Hal goes to the funeral, along with many of the guests who are also in the area for the summer season. He has found, in the past few years, that religious symbols bother him much less. He wears gloves in church to avoid touching the prayer books, and keeps his eyes down to avoid staring too much at the crucifix and the altar, but the mere fact of being in church is no longer a problem. It is an interesting development, he muses, while pretending to pray with the other funeral-goers, and resolves to ask Mr Snow about it, next time the Old One passes by. 
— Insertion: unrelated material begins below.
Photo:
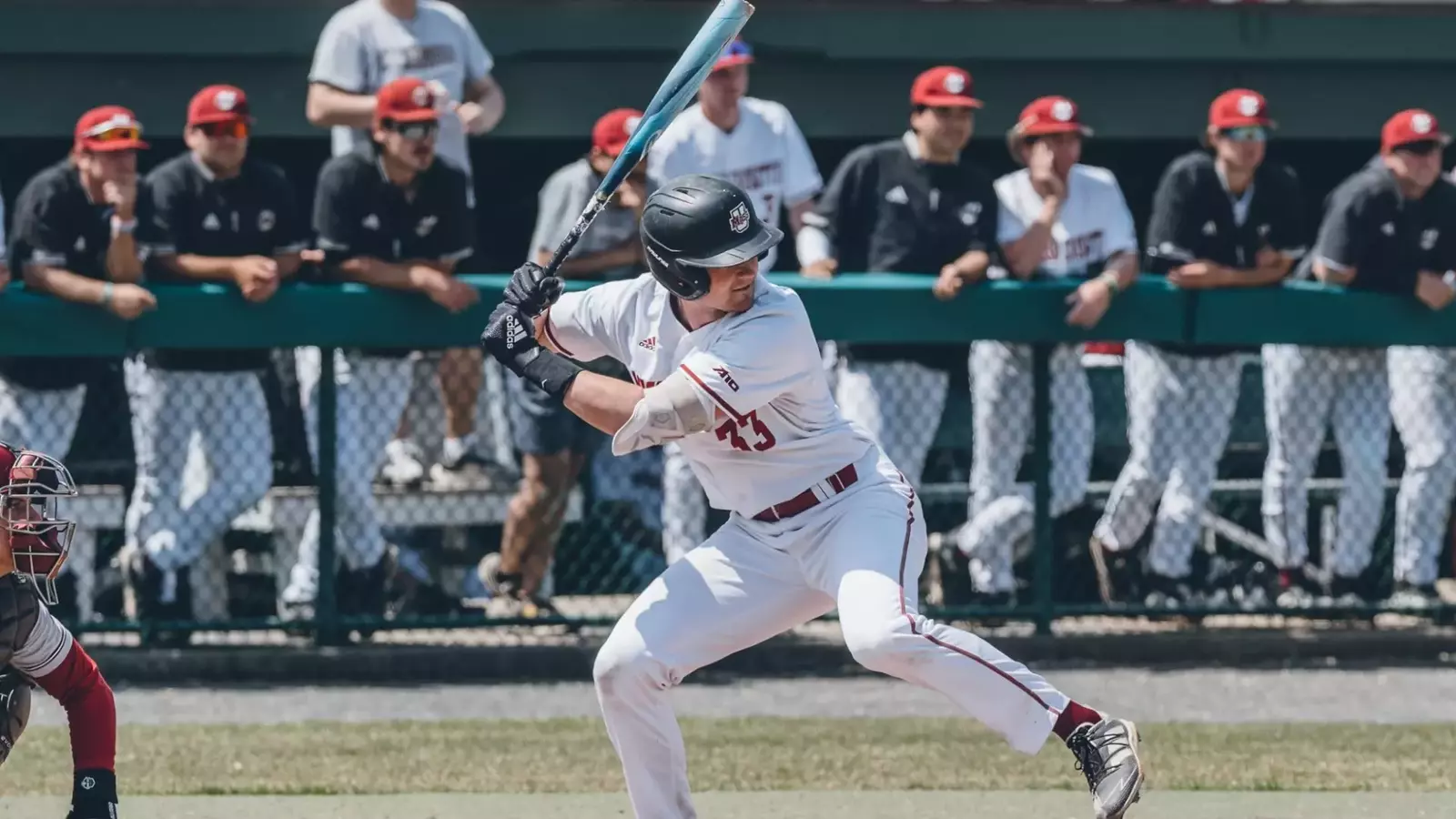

The wake is back at the house where Lady Mary died, and somehow Hal is unsurprised to see her, following her mother around and attempting to talk to people. But the conversations have swiftly turned and out of Lady Strafford's earshot people are murmuring about Mary's lack of charm, her gaucheness, her lack of admirers. 

He finds her sobbing in the library, tears streaking down her face but leaving no stain on the ballgown she will wear for eternity. She looks up at his entrance. 

“Of course it's you,” she says. “Is this normal, Lord Harry? To converse with one's killer after one's death?”

“No.” Hal sits down. “I've encountered very few ghosts in my time. But, now and then, a violent death will cause someone to linger.”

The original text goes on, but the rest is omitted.